Il n’est en effet pas question que le moindre retard ou problème technique ne viennent perturber le ballet incessant des autres navires.
Chaque navire a une jauge qui lui est spécifique : La jauge correspond au volume du navire. Volume des aménagements, volume de la cargaison, volume des machines, des soutes …Ces jauges sont définies à la construction du navire et déterminent ses caractéristiques. Elles permettent entre autre de calculer les tarifs de frais de port et de pilotage. Les autorités du canal de Panama se distinguent, tout comme celles du canal de Suez, en imposant leurs propres modes de calculs afin de déterminer le prix du passage.
Régnait alors sur la passerelle une effervescence inhabituelle alors que le navire se dirigeait vers la première écluse d’une série de trois successives : Les écluses de Gatun ! L’agitation de la technocratie fit soudain place au calme que nécessite la plus haute concentration du pilote et du commandant! Faire entrer un fil dans le chas d’une aiguille ! Faire entrer un navire de trente mètres de large dans une écluse de trente-trois mètres entre chaque paroi. Garder une vitesse suffisante pour rester manoeuvrable mais freiner le navire sur les 320 mètres qu’offre l’ouvrage ! Le pilote et le commandant positionnèrent le navire précisément dans l’axe de l’écluse. Le passage des écluses allait s’effectuer grâce à l’assistance des “mules”.
Ces mules, sont en fait des locomotives électriques qui circulent le long des écluses sur des crémaillères. Leur poids d’une trentaine de tonnes leur permet de conserver le navire précisément dans l’axe de l’écluse au moyen d’élingues en acier.

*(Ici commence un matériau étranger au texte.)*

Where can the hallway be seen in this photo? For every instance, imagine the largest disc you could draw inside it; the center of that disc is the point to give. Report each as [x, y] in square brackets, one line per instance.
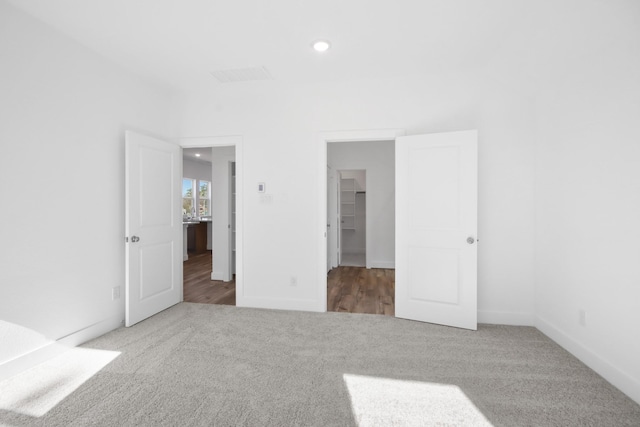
[198, 286]
[358, 290]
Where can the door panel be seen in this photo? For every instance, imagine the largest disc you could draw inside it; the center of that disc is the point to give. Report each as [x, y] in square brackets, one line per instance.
[436, 212]
[153, 225]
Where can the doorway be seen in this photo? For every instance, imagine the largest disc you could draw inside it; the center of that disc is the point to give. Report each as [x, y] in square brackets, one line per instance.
[215, 275]
[362, 280]
[352, 203]
[436, 224]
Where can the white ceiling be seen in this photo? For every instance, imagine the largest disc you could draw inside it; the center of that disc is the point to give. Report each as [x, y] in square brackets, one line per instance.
[179, 42]
[205, 154]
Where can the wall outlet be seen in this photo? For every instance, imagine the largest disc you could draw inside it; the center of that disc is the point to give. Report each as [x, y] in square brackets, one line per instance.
[582, 317]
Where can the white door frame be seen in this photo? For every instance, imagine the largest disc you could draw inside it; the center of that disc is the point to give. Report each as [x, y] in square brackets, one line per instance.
[323, 139]
[226, 141]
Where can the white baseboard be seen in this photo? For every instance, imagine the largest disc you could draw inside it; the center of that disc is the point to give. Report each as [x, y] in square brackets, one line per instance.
[279, 303]
[92, 331]
[35, 357]
[358, 251]
[381, 264]
[55, 348]
[620, 379]
[506, 318]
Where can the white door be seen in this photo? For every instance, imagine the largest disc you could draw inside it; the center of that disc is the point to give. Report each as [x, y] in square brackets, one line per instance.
[436, 228]
[153, 226]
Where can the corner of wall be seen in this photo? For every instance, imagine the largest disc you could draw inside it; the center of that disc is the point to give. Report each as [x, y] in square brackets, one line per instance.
[620, 379]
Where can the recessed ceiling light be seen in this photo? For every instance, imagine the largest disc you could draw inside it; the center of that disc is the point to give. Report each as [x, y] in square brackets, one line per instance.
[321, 45]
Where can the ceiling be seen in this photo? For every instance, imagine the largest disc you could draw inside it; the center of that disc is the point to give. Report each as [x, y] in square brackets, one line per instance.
[205, 154]
[180, 43]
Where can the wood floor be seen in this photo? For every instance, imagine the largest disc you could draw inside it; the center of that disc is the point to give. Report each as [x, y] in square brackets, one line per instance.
[349, 289]
[358, 290]
[198, 286]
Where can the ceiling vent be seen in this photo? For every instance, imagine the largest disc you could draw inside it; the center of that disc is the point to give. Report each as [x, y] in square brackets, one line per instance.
[242, 75]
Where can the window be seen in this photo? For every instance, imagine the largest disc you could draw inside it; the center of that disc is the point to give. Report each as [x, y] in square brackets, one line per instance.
[204, 198]
[188, 196]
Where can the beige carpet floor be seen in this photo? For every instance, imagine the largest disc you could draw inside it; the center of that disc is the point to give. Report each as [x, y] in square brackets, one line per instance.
[202, 365]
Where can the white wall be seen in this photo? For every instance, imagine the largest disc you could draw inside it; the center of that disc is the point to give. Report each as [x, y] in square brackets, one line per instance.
[588, 203]
[359, 175]
[378, 159]
[64, 111]
[280, 125]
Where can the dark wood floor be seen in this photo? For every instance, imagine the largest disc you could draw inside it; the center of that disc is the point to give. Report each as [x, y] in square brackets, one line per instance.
[358, 290]
[349, 289]
[198, 286]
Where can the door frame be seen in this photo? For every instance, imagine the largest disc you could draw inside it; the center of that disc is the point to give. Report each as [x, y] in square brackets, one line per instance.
[226, 141]
[324, 138]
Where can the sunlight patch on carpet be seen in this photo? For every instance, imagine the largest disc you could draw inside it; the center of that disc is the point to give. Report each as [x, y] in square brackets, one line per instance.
[384, 401]
[38, 390]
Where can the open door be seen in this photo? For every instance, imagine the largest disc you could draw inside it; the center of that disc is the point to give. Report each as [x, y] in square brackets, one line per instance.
[153, 226]
[436, 228]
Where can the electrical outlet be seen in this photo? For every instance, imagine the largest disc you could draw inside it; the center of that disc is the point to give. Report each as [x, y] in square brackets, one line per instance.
[582, 317]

Lorsque l’avant du navire entre dans l’écluse, rapidement, une élingue est envoyée de chaque côté du pont de manoeuvre avant. Une fois celles-ci amarrées à bord, les mules entrent en oeuvre pour contrôler l’avant du navire celui-ci continuant d’avancer manoeuvre avec son gouvernail pour conserver l’arrière du navire dans l’axe de l’écluse. Une fois que l’arrière du navire franchit l’entrée de l’écluse, deux autres élingues sont envoyées sur le pont de manoeuvre arrière pour prendre le relais du gouvernail. Le navire reste ainsi durant le passage des trois écluses sous le contrôle des mules et n’a plus qu’à contrôler sa vitesse pour se relancer au passage des portes, le freinage étant assuré par ces mêmes mules.
C’est une concentration maximum, une collaboration sans limite ni faille entre les marins et le personnel de terre qui permet le succès de ces opérations afin d’élever le navire dans le lac Gatun vingt-six mètres au dessus du niveau de la mer.
Une faune diverse et une flore luxuriante
Le soleil se levant, se dégageait déjà une atmosphère chaude et humide qui ne tarderait pas à voiler les couleurs qui commençaient à se détacher des ombres de la nuit. La journée promettait pour cette fois d’être belle. D’autres passages s’étaient effectués dans la brume ou sous des orages accompagnés de pluies torrentielles.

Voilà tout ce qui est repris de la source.